Probability of generation of ${\mathbb Z}^2$

According to Proposition 1 in the paper

G. Maze, Gérard, J. Rosenthal, U. Wagner: Natural density of rectangular unimodular integer matrices, Linear Algebra Appl. 434, No. 5 (2011), 1319-1324, ZBL1211.15044,

the probability that $n$ random vectors generate $\mathbb{Z}^{n-1}$ is $$p_n = \prod_{j=2}^n \zeta(j)^{-1}.$$

For $n=2$ this gives $p_2=\zeta(2)^{-1}=6/\pi^2$, whereas for $n=3$ we obtain $$p_3= \zeta(2)^{-1} \zeta(3)^{-1} \simeq 0.505739038$$

Let me convert my comments to an answer.

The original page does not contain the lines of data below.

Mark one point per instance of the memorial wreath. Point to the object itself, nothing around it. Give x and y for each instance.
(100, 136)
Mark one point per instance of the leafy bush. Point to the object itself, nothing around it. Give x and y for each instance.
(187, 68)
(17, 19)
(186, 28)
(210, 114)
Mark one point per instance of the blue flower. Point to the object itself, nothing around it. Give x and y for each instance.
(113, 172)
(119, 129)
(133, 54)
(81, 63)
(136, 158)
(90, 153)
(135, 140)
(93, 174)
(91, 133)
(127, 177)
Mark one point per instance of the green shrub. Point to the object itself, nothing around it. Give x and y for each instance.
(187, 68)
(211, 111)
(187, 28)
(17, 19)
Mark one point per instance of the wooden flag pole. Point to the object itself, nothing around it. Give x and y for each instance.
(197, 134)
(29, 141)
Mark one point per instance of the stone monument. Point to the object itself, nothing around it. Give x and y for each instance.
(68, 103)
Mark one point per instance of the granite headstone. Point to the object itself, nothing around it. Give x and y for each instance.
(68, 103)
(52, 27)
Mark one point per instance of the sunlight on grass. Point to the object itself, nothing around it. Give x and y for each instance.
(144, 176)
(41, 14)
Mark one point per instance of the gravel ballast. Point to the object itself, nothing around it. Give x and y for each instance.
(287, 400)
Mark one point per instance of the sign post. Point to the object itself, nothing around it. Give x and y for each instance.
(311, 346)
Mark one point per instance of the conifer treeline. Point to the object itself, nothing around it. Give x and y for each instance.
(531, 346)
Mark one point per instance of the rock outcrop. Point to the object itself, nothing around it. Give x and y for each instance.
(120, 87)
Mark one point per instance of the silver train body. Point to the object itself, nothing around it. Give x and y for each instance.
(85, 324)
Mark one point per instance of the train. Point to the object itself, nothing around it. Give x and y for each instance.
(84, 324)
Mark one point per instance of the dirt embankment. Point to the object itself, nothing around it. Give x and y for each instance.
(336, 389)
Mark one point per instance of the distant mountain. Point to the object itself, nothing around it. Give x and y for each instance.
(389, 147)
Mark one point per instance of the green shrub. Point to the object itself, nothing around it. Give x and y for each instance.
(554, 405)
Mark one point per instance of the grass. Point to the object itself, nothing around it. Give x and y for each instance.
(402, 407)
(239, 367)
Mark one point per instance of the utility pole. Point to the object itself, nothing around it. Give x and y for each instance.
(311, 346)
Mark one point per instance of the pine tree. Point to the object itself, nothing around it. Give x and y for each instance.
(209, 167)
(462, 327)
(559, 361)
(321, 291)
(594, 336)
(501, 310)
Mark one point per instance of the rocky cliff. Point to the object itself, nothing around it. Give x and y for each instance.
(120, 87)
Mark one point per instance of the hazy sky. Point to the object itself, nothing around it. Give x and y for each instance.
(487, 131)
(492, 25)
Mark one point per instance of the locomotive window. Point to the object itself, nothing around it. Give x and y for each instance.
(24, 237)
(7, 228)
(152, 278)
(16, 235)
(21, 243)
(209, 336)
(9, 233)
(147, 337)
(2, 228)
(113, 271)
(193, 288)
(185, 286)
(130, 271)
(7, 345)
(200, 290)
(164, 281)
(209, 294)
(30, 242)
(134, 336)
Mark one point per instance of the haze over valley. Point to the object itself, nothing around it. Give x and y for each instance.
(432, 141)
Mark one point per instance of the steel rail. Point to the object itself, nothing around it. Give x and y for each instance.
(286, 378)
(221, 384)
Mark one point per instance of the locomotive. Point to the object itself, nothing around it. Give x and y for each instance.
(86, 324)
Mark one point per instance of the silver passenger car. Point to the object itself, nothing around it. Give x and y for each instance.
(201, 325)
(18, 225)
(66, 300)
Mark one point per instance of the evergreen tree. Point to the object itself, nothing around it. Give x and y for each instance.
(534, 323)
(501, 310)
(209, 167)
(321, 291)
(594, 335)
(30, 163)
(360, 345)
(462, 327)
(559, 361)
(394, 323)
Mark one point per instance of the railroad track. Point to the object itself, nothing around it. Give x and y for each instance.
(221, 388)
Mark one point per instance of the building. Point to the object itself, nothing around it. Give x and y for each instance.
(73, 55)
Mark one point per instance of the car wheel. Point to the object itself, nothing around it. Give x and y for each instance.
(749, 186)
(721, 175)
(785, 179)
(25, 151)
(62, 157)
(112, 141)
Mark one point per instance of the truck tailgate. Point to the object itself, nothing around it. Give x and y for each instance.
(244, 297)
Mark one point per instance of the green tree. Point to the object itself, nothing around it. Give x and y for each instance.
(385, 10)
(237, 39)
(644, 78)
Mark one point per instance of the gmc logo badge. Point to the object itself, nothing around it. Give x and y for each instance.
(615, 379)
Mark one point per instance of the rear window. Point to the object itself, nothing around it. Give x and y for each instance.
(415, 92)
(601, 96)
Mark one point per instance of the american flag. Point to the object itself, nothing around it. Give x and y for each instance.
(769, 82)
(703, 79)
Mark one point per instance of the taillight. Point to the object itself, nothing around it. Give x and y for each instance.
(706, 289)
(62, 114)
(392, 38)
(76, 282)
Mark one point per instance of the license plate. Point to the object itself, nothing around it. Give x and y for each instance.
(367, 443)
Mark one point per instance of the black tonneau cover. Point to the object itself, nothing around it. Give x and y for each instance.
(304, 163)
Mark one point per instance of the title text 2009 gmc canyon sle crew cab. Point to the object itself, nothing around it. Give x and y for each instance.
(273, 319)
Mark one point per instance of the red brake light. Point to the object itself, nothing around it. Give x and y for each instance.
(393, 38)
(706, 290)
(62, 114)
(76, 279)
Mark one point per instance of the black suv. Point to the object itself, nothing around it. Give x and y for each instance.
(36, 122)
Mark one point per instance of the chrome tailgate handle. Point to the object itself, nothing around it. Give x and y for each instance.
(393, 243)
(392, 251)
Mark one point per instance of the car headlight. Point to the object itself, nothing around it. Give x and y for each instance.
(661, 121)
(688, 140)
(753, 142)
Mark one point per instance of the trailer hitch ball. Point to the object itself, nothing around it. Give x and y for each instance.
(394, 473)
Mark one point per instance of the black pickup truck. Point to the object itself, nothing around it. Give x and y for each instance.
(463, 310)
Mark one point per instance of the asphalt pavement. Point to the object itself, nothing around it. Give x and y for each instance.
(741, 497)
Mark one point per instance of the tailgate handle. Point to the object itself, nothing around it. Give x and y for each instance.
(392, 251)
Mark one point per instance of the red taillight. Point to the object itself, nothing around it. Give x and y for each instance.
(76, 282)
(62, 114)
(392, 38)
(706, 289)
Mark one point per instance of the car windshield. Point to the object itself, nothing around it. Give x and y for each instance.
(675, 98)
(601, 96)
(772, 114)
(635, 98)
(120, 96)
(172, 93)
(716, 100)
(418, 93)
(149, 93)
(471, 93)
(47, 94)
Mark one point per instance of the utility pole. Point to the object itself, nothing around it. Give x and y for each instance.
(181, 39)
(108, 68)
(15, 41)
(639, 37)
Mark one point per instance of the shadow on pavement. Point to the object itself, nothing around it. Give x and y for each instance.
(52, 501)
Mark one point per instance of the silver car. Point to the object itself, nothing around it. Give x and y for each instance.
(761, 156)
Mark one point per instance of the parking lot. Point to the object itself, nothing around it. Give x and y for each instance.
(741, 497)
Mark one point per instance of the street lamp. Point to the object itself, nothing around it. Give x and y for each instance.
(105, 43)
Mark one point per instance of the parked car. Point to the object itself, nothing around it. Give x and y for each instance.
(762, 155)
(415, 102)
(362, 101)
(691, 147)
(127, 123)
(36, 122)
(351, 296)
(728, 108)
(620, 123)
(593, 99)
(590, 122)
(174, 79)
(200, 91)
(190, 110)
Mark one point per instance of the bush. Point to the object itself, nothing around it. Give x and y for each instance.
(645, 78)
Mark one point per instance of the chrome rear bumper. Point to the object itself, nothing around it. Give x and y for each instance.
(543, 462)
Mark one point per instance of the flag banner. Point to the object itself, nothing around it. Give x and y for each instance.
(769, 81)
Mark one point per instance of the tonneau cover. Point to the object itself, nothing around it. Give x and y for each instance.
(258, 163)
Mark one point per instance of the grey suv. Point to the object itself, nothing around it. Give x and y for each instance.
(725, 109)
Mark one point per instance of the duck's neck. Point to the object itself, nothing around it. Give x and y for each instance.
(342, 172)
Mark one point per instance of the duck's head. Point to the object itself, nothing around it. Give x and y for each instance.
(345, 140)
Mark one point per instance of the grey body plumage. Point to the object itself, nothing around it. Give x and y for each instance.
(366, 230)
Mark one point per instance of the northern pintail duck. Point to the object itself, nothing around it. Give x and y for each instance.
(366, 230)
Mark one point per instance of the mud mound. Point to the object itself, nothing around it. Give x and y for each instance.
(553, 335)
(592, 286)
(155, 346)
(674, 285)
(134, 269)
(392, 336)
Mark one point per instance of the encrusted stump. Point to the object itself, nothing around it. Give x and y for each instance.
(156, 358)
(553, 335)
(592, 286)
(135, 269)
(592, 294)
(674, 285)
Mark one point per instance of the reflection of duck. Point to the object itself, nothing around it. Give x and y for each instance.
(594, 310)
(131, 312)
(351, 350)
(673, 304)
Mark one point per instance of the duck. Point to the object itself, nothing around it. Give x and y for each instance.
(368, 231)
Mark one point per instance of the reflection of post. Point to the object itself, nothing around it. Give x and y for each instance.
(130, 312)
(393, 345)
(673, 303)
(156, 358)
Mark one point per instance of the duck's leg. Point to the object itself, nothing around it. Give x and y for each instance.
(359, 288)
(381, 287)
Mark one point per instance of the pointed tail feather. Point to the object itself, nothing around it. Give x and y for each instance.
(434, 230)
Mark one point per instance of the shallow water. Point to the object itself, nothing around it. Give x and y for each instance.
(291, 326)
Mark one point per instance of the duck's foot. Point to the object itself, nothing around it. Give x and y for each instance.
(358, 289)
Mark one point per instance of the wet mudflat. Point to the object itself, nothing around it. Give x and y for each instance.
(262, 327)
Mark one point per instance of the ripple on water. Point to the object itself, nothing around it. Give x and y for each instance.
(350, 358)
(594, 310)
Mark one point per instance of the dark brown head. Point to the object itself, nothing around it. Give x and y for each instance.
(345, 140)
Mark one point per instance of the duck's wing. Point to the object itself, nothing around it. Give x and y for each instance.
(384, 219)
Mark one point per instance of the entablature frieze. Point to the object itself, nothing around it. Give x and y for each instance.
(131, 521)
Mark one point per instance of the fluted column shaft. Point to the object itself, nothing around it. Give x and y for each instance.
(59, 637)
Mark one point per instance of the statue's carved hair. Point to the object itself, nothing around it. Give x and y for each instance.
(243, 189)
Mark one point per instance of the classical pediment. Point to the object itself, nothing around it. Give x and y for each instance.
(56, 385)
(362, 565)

Let $u_n$ be the probability that a triple in $([0,n-1]^2)^3$ generates $\mathbb{Z}^2$, and let $v_n$ be the probability that a triple in $((\mathbb{Z}/n)^2)^3$ generates $(\mathbb{Z}/n)^2$. Certainly $v_n\geq u_n$, and I think that $v_n$ should be asymptotic to $u_n$. Using the Chinese Remainder Theorem and the structure of $(\mathbb{Z}/p^k)^2$ we see that $v_n$ is the product of $v_p$ for all primes dividing $n$. A little linear algebra gives $v_p=(1-p^{-2})(1-p^{-3})$. Thus, the expected density is $$ v_\infty = \prod_p (1-p^{-2})^{-1}(1-p^{-3})^{-1} = (\zeta(2)\zeta(3))^{-1} \simeq 0.5057390381 $$ agreeing with the answer that Francesco Polizzi just entered while I was typing this.